A existência é uma roda viva que gira no sentido horário acionada por três catracas acorrentadas entre si.
A primeira catraca é a necessidade. A alavanca de qualquer progresso. A segunda é o esforço e a terceira é a utilidade. Desde que nascemos temos necessidade pelo menos de vestir, comer, habitar, saúde, estudo, lazer, locomoção.
A necessidade obriga a pessoa ou alguém por ela a trabalhar física e ou psiquicamente, para conseguir meios para obter bens ou utilidades para satisfazer as suas necessidades.
E assim segue a vida. Uma corrida de obstáculos. Não é desventura nascer em berço singelo. Essa circunstância faz o homem ainda infante procurar honestamente a satisfação de suas necessidades.
Na infância eu dividia meu tempo com pequenos afazeres no velho Fórum, vendo, ouvindo e aprendendo com advogados, promotores, juízes, escrivães, escreventes, os consumidores do serviço forense, e com o estudo de meio dia no Antonio Jota.
A convivência no Bairro do Carmo e os bons exemplos de pai e mãe completavam meu aprendizado de vida. Com meus amigos de infância, da mesma classe social, ou seja, "dos duros", sabíamos contornar algumas situações para, pelo menos em parte, satisfazer nossos desejos.
Se alguém quisesse tomar um sorvete, ia ao sábado ou domingo à sorveteria Colombo com pequeno isopor com alça para vender os picolés em campos de futebol. Chupavam-se alguns e ainda levantavam uns trocados.
Comer um doce era só auxiliar os confeiteiros da Padaria do Carmo. Enchia as bombas com aquele creme amarelo e ajudava colocar cocadas no forno. Comiam-se alguns e se ganhava alguma gorjeta. Refrigerante? Bastava lavar garrafas na Fábrica Baianinha, que ficava bem em frente da Igreja.
Tomavam-se algumas e ainda levavam outras de brinde para casa. Ganhar presente no fim de ano, era só fazer a primeira comunhão na Paróquia do bairro.
Além de ter garantido bolo com chocolate oferecido por paroquianos, ganhava, ainda, um presente no Natal. Fiz três vezes a "primeira" comunhão. Embora não seja proibido frequentar o catecismo e comungar mais de uma vez, confessei meu comportamento ao padre Bernardo, no confessionário. Dirigindo-se a mim disse o Pároco: "vou contar para as professoras (trocadas todos os anos) que é a terceira vez que você faz a "primeira" comunhão." Não sei se brincando ou não, ele pegou pesado. Respondi "o senhor não vai falar nada porque não pode ser revelado o que foi ouvido em confissão". Esnuquei o alemão.
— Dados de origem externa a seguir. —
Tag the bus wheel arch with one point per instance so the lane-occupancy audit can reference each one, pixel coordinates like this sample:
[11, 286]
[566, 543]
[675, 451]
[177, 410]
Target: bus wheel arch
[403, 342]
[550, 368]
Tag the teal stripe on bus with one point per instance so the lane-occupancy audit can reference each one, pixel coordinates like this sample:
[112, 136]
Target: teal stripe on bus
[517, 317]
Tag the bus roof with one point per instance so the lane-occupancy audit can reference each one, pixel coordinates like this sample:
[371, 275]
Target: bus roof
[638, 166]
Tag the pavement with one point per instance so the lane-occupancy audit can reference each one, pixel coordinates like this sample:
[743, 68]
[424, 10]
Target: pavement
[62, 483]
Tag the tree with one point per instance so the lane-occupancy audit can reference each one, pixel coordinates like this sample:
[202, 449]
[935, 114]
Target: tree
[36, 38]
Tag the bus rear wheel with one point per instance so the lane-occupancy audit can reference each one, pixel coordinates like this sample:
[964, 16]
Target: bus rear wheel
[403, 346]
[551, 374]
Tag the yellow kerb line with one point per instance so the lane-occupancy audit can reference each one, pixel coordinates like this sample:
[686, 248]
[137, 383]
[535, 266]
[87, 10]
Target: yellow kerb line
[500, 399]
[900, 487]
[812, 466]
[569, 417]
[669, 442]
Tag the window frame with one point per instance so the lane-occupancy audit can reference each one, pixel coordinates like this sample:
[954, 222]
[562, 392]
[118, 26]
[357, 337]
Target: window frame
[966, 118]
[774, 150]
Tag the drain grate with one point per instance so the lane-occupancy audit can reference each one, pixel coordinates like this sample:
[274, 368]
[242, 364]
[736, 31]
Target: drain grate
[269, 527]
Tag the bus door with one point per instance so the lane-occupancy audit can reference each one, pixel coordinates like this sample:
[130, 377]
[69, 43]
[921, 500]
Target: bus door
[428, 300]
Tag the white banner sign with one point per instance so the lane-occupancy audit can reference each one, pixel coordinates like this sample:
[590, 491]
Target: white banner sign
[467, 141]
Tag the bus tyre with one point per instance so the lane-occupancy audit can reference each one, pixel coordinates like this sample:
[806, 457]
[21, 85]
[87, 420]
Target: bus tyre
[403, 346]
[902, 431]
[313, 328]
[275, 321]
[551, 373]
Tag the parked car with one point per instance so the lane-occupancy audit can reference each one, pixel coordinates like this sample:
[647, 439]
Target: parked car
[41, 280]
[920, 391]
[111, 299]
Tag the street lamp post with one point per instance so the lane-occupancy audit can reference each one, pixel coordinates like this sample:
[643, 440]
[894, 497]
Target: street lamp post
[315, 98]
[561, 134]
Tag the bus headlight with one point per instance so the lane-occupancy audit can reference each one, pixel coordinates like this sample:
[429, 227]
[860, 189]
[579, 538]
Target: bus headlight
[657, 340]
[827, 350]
Palco para reunião de amigos era o Largo do Carmo, ainda de chão batido, onde sentimos um dia a terra tremer depois de um estrondo enorme. Na esquina mais próxima da praça havia um Posto de Gasolina. Um pequeno espaço separando o escritório das bombas de abastecer e embaixo, no subsolo, o enorme tanque de combustível que explodiu levando para os ares não só o estabelecimento como também o seu proprietário, ficando tudo em pedaços. Parecia um terremoto.
Mas um grande acontecimento para a garotada, já repetido por três anos consecutivos, se dava no sábado da aleluia. Alguém, no anonimato, costurava um par de meias nas barras de uma calça. Na cintura desta, uma camisa de mangas compridas e no pescoço uma cabeça de pano. Esse boneco, que representava Judas, era recheado com balas e chocolates. Uns sessenta quilos mais ou menos. Ao meio dia, os meninos "armados" com pedaço de pau, ficavam aguardando a descida daquele boneco de pano cheio de doces que seria aberto com "suaves" pancadas. Em seguida enchíamos os bolsos e a camisa com aquelas guloseimas. No quarto ano chegamos bem antes. Aguardamos meia hora, uma hora, duas horas. Todos com os olhos vermelhos de olhar contra o sol para o alto da igreja, de onde ele desceria amarrado numa corda. E nada.
De repente apareceu o sacristão que deu a péssima notícia. "Não haverá mais Judas cheio de doces. O homem que pagava e tinha o prazer de ver a felicidade de vocês era o vendedor de gasolina. Ele morreu na explosão". Cada um foi embora socando o chão com o porrete. Chegando em casa minha mãe perguntou: – cadê as balas? Eu disse: "O Judas não apareceu. Quem pagava era o dono do Posto que explodiu.
– Não acredito que Deus tenha feito essa sacanagem com a gente matando aquele homem. Só pode ter sido obra de algum secretário Dele, mal humorado e rancoroso, com inveja da nossa alegria no sábado da aleluia".